2012-07-14

Heigh-ho, heigh ho...

Sometimes you just have one of those days where you are just so pleased that your job is what it is. For me, yesterday was one of those.

I had been invited, with my departmental health & safety hat on, to visit the underground laboratory at Boulby Mine, on the Cleveland/North Yorkshire border. So, I spent most of Thursday travelling up country, met up for dinner with the staff of the lab and the other couple of visitors that were also making the trip, and then crashed in a local hotel.

The next morning started fairly early so that we could have our safety briefing, get kitted out in lovely orange overalls and the assorted safety gear, and then catch the 08:30 cage ride into the pit. The cage drops about 1000 metres in something approaching 10 minute and is quite an experience being sardined in with 20-odd miners going down to start a shift. Boulby is a working potash mine (with a sideline in rock salt), so the scientists have spent a lot of time and effort building up good working relations with the mine workers.

The whole trip was an incredible learning experience.
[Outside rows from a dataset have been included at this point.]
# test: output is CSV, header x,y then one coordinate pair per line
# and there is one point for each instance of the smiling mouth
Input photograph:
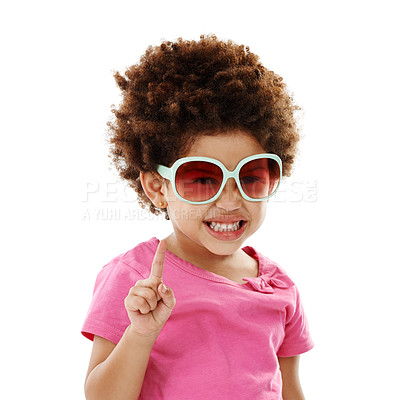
x,y
224,227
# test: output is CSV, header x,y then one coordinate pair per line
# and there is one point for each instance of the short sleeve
x,y
297,338
107,316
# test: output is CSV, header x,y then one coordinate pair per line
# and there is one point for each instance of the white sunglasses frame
x,y
170,172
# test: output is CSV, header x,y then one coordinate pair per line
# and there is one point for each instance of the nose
x,y
230,197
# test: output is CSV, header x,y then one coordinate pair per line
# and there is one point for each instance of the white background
x,y
65,213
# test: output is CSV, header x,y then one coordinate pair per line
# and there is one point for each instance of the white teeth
x,y
216,226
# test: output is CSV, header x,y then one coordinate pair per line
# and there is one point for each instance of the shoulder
x,y
131,265
268,267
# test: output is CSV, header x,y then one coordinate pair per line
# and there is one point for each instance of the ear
x,y
153,186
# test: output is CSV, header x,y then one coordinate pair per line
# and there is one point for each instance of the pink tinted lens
x,y
198,180
260,178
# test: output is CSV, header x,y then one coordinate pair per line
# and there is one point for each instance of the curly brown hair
x,y
181,90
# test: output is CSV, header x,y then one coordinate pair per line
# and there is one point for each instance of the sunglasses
x,y
200,180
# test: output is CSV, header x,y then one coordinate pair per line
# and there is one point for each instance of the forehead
x,y
228,147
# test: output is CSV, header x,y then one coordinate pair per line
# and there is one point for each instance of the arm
x,y
291,388
117,371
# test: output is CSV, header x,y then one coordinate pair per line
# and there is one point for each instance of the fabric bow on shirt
x,y
265,283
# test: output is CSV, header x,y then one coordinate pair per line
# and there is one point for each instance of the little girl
x,y
204,135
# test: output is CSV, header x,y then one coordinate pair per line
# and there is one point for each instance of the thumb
x,y
167,296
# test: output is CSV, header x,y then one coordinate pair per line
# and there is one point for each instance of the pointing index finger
x,y
158,262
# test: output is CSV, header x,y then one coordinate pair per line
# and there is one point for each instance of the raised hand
x,y
148,306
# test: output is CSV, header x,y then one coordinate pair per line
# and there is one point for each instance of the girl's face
x,y
191,222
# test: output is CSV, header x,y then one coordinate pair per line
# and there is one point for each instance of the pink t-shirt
x,y
222,339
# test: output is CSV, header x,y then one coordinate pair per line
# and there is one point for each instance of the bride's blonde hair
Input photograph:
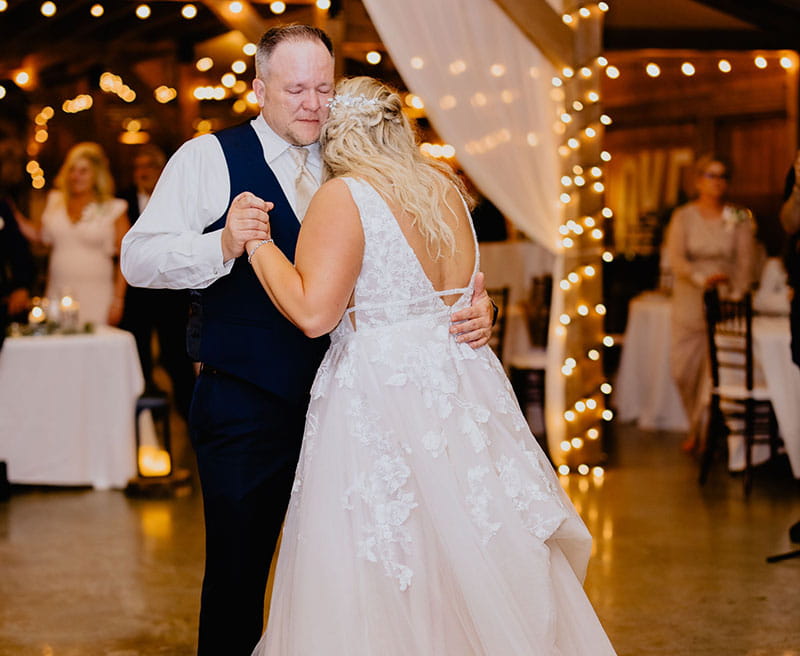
x,y
368,136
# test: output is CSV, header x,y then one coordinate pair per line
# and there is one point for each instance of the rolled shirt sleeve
x,y
166,247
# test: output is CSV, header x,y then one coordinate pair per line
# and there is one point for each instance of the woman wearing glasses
x,y
710,242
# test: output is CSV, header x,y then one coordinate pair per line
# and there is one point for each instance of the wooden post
x,y
576,389
580,324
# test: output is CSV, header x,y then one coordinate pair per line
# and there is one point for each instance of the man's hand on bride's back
x,y
248,220
473,325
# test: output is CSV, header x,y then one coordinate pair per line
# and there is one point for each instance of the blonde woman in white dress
x,y
84,225
424,517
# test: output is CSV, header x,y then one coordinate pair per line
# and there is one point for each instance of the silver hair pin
x,y
354,102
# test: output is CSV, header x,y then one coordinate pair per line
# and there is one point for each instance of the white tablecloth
x,y
771,344
645,391
68,405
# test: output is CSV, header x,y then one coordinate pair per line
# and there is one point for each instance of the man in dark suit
x,y
165,311
249,404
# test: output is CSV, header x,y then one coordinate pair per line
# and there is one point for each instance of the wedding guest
x,y
84,224
160,311
251,397
709,243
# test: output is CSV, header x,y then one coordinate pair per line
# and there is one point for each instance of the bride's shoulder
x,y
335,196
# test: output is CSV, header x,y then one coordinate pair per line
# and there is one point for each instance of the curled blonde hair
x,y
368,136
93,153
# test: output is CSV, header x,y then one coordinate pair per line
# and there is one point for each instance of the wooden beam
x,y
767,15
638,39
544,27
248,21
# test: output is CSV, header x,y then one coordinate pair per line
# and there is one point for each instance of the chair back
x,y
730,338
498,339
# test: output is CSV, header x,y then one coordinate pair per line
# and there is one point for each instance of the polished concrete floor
x,y
677,570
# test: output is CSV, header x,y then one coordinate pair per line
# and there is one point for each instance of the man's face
x,y
145,173
295,90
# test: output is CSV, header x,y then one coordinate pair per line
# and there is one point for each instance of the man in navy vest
x,y
249,403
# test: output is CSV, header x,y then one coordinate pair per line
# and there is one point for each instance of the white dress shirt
x,y
166,247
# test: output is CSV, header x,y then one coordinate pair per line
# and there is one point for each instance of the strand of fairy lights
x,y
587,412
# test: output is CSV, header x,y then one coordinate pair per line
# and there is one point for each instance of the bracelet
x,y
257,246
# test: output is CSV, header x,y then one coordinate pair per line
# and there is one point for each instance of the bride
x,y
424,518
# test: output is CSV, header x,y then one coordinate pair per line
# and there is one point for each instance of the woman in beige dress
x,y
84,224
709,243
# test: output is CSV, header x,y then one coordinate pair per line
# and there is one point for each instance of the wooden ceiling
x,y
72,43
67,52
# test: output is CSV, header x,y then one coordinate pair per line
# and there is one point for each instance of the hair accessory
x,y
351,102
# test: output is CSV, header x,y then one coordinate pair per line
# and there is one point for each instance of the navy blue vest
x,y
234,326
We were given a thorough tour of the lab area, the good, the bad and the ugly, which was fascinating, but what really astounded me was the mine itself. It's an environment that is so amazingly alien to me and which I had no real concept of what it was like.

We didn't have time to visit the working face (which would have been close to a two hour round trip), but we did get to visit a location where some scientific equipment (a muon detector) was about to be set up. This location was a half hour drive from the shaft! I had heard that there are about 100km of tunnels, but even that hadn't really prepared me for the scale of the mine. Many of these tunnels are full sized roads where two vehicles can easily pass each other (though there are some larger vehicles that find this less easy!). Travel around has to be via trucks, buggies and other diesel-powered vehicles due to the distances involved. Our guide and driver pointed out features like when we were passing under the coastline and began driving beneath the North Sea, or the workshops where the heavy mining equipment is assembled and maintained.
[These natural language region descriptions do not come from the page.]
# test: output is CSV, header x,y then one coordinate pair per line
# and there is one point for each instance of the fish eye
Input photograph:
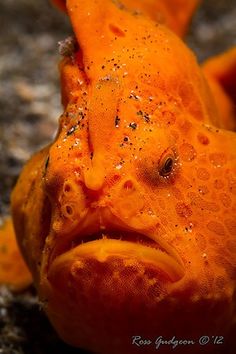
x,y
166,166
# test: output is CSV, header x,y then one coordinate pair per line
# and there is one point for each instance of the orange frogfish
x,y
127,219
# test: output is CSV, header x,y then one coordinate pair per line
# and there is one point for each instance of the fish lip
x,y
101,243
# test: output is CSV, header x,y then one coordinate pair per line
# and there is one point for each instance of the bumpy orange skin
x,y
13,270
133,96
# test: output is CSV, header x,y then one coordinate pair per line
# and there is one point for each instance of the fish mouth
x,y
144,248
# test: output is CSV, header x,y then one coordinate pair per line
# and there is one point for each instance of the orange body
x,y
127,220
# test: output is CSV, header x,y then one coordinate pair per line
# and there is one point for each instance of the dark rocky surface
x,y
29,109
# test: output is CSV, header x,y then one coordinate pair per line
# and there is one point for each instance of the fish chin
x,y
128,247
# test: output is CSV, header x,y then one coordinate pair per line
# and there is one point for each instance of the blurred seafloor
x,y
29,109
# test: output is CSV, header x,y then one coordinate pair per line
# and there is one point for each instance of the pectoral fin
x,y
221,75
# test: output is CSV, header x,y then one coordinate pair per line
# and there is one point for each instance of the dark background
x,y
29,109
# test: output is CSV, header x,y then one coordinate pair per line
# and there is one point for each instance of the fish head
x,y
140,186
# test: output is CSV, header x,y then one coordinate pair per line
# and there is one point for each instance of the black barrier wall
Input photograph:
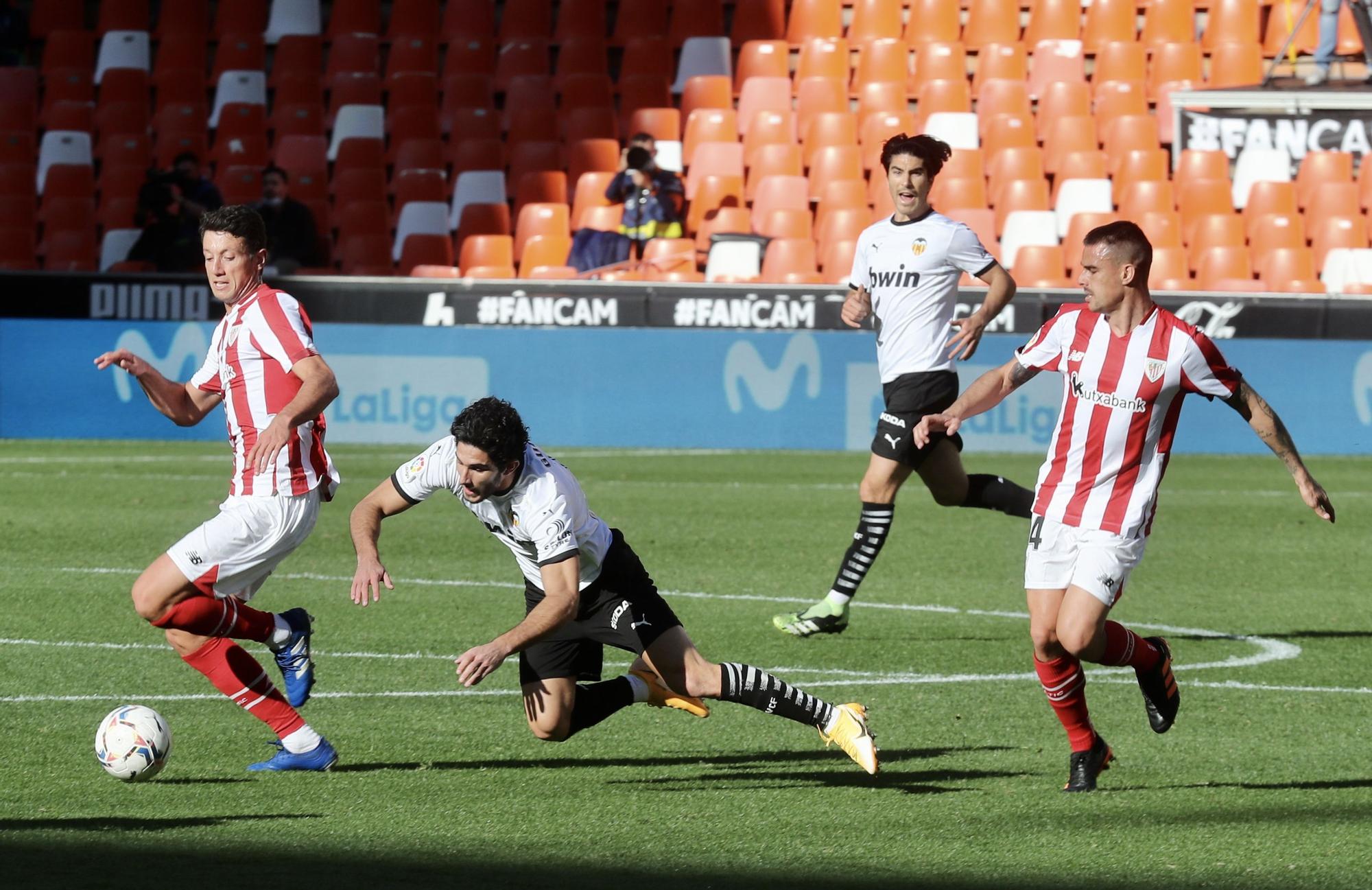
x,y
440,303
On the way back we were shown a "safe haven", a refuge where in the event of an emergency, workers could shut themselves in and have access to piped or bottled air supplies while they await rescue. Given that the ambient temperature there is around 40 degrees Celsius, you can imagine the discomfort if there are fifty men crammed in there breathing through smoke hoods, with a fire outside and no water supplies inside. Well, you can treat dehydration and heat exhaustion but you can't treat dead.

Unfortunately I don't have any photos of this as we weren't allowed to take any electrical kit down. But you'll just have to take my word for it, this was an awesome experience. And I owe great thanks to the team that was looking after us.